Actually, things aren’t that simple. That way of thinking makes two, probably unwise, assumptions. One is that unit pricing will change how we shop. The other is that suppliers who previously were benefiting from confusing consumers will now be brought to heel by being forced to display unit prices.
Even without devious attempts by suppliers to obscure their unit prices, supermarkets offer big challenges to the cognitive powers of consumers. Psychologists have known for years that people can only keep in mind about seven things at a time. This doesn’t matter if we are trying to choose, say, tofu and there are only a couple of brands and two or three different sizes of pack. But for many products, such as cereals, toothpaste or canned foods, there’s simply too much choice to handle, even if unit prices are displayed.
If shoppers have too much information to process, they will make mistakes. Unit pricing reduces the challenge for those who actually try to make their choices based on unit prices.
But many shoppers are simply too busy to spend time trying to work out the best deal, and are rich enough not to have to worry about whether they are paying more than they need. As long as they feel they are getting a satisfactory deal, these shoppers may not change their shopping routines. Such shoppers may fail to pause and start looking regularly at unit prices.
Without unit pricing, suppliers could cunningly choose how they priced and packed their products to exploit the biases caused by the ways shoppers simplify their choices. Different firms placed different bets on how best to fool us.
If the suppliers can’t confuse us over unit prices, they will switch to doing so by trying harder to make their products seem different and suggesting that we shouldn’t be basing our choices on price alone. We’ll be told to focus on fresh, organic ingredients, superior recipes, more convenient forms of packaging, and so on. We’re less likely to be comparing like with like.
And that’s before the supermarkets themselves try to extract a bigger slice of the takings from their suppliers. A manufacturer whose product has a lower unit price, other things equal, still has to catch the limited attention of the shopper. This is less likely to happen if the product is displayed near the floor rather than at eye level. To get noticed more readily, the supplier will have to offer the supermarket a better deal so that its product can be displayed in a more prominent position. This will increase its costs, making it hard to keep unit prices down.

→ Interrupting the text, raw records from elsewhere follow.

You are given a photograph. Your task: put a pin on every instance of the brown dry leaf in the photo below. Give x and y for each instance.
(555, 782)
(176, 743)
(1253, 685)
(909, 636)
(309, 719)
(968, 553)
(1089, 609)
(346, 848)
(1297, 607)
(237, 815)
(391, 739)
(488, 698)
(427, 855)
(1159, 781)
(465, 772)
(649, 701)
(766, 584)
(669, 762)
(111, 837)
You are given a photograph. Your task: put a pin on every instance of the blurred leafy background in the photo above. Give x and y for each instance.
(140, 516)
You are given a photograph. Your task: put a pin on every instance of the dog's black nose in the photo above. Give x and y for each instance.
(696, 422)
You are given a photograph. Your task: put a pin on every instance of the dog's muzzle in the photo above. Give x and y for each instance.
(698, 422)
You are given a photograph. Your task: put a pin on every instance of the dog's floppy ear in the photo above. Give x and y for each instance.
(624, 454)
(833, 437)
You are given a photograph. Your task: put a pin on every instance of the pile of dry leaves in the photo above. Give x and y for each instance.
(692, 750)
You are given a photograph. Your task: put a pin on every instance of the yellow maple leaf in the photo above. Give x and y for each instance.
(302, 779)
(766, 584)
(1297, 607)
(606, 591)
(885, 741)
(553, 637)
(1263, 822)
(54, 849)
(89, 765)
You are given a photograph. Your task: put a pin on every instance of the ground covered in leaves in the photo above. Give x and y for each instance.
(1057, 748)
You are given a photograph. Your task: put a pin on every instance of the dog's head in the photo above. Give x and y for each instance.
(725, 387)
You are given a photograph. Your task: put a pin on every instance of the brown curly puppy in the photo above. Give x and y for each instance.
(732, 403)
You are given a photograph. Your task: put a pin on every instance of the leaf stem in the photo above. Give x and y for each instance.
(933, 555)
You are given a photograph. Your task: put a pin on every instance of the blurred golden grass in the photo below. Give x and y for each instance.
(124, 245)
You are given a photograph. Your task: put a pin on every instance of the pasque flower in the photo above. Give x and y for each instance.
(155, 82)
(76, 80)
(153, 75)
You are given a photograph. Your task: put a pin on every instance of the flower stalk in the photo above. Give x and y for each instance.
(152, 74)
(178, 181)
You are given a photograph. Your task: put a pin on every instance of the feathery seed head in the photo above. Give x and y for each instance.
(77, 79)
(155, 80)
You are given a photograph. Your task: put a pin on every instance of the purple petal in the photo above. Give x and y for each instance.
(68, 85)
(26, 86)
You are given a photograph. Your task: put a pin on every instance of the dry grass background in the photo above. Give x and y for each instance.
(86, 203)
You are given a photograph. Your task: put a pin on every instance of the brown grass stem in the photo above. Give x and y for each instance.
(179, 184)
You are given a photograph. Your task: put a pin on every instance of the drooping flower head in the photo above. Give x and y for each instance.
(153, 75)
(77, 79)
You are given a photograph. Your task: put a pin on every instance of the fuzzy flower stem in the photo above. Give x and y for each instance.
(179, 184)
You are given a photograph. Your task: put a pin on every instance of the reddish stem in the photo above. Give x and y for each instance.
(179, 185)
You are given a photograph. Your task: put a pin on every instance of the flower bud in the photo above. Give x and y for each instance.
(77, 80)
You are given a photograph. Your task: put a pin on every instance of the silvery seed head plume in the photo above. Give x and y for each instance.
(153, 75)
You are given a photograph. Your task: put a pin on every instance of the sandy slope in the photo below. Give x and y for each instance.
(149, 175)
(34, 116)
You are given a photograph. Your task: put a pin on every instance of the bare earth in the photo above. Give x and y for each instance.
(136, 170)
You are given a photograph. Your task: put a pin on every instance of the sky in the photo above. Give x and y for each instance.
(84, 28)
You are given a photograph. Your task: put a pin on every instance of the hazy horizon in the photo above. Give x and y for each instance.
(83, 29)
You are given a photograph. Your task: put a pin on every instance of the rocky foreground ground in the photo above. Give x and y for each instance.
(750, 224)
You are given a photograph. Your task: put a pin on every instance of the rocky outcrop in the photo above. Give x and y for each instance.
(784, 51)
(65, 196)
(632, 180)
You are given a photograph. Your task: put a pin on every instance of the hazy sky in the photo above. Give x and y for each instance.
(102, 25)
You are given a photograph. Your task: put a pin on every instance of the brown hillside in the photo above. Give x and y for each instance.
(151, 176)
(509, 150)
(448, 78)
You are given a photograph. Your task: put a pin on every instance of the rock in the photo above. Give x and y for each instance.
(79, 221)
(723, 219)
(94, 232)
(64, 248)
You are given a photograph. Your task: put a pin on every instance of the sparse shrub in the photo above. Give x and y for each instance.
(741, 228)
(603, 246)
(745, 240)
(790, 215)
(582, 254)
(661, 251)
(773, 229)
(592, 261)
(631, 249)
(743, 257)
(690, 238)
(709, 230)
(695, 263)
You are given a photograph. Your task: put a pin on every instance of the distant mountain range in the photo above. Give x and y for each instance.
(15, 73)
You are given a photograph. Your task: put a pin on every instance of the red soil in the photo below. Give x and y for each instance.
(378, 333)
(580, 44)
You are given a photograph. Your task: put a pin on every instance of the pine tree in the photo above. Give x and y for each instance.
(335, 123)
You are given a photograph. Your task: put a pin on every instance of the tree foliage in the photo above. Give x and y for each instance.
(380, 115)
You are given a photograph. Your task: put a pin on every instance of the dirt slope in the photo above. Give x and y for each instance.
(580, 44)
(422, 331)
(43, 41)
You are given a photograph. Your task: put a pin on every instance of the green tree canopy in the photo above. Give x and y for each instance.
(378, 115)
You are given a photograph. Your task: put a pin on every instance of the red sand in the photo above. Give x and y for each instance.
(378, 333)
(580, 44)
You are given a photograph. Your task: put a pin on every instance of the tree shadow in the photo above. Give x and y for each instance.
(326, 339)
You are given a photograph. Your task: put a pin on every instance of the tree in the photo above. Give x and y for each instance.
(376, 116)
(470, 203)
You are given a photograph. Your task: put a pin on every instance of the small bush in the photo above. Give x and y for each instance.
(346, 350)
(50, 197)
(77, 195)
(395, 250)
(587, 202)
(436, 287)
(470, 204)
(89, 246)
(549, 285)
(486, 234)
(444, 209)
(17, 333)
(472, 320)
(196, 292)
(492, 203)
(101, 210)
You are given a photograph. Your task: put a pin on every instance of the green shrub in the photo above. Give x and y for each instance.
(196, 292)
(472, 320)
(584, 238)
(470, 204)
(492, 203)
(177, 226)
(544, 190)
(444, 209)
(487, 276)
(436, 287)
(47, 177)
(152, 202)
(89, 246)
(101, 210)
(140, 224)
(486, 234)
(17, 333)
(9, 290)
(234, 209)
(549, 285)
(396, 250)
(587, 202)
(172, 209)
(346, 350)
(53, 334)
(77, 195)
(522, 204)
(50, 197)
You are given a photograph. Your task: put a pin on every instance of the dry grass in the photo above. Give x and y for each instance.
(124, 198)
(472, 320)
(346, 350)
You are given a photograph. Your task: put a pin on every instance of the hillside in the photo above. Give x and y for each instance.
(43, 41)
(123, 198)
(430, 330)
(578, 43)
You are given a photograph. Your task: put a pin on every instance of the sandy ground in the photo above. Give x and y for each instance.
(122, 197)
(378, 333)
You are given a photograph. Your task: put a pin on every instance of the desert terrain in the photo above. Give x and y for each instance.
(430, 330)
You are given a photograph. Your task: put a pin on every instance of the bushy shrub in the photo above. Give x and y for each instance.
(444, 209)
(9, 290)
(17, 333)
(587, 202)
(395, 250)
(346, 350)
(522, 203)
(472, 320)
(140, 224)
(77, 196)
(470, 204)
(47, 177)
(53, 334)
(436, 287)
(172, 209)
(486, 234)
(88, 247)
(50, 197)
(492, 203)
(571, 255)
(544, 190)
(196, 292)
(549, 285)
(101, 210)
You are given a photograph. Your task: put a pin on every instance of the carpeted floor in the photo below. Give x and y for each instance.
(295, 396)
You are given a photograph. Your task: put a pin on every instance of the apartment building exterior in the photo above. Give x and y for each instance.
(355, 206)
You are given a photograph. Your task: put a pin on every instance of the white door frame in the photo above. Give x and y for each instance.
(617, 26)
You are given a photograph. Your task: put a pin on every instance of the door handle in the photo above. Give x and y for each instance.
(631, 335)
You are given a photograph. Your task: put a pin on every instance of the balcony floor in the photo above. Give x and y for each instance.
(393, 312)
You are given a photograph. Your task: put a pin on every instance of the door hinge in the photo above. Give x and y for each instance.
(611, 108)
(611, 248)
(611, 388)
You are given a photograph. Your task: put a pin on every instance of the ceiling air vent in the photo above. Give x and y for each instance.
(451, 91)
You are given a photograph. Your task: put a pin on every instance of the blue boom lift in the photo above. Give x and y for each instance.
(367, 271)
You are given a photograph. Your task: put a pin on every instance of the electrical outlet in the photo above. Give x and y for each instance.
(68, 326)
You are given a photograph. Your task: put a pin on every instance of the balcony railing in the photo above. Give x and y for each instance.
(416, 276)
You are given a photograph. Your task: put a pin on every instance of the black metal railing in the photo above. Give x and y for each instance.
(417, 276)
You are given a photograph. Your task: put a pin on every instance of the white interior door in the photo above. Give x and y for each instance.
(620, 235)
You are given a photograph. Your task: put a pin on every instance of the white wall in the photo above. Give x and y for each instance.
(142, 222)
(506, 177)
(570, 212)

So, even with unit pricing in place, the best deals are still going to take careful shopping to uncover. What we also need are rules requiring supermarkets to change how products are displayed.
Life would be easier if they offered posters depicting pictures of each rival product in the same category and their unit prices. Then, we could work out which one to buy and go find it. But even with this we’d still have the ‘like with like’ comparison problem and might be too busy to bother to check, especially if other people were in the way of the comparison display and we knew that the cheapest brand would still be hard to locate on the shelves.
Paradoxically, what Queensland shoppers probably need are more supermarkets and a reduction in the average size of supermarkets so that each supermarket carries fewer products and presents less of a cognitive challenge to consumers. If supermarkets were restricted in size, they would be under more pressure to do the consumers’ shopping for them and be more careful about whether the brands they stocked offered good value for money, as per the Aldi model. Unforunately, with shopping malls largely designed around using giant Coles and Woolworths supermarkets as anchors to bring in customers, this is unlikely to happen.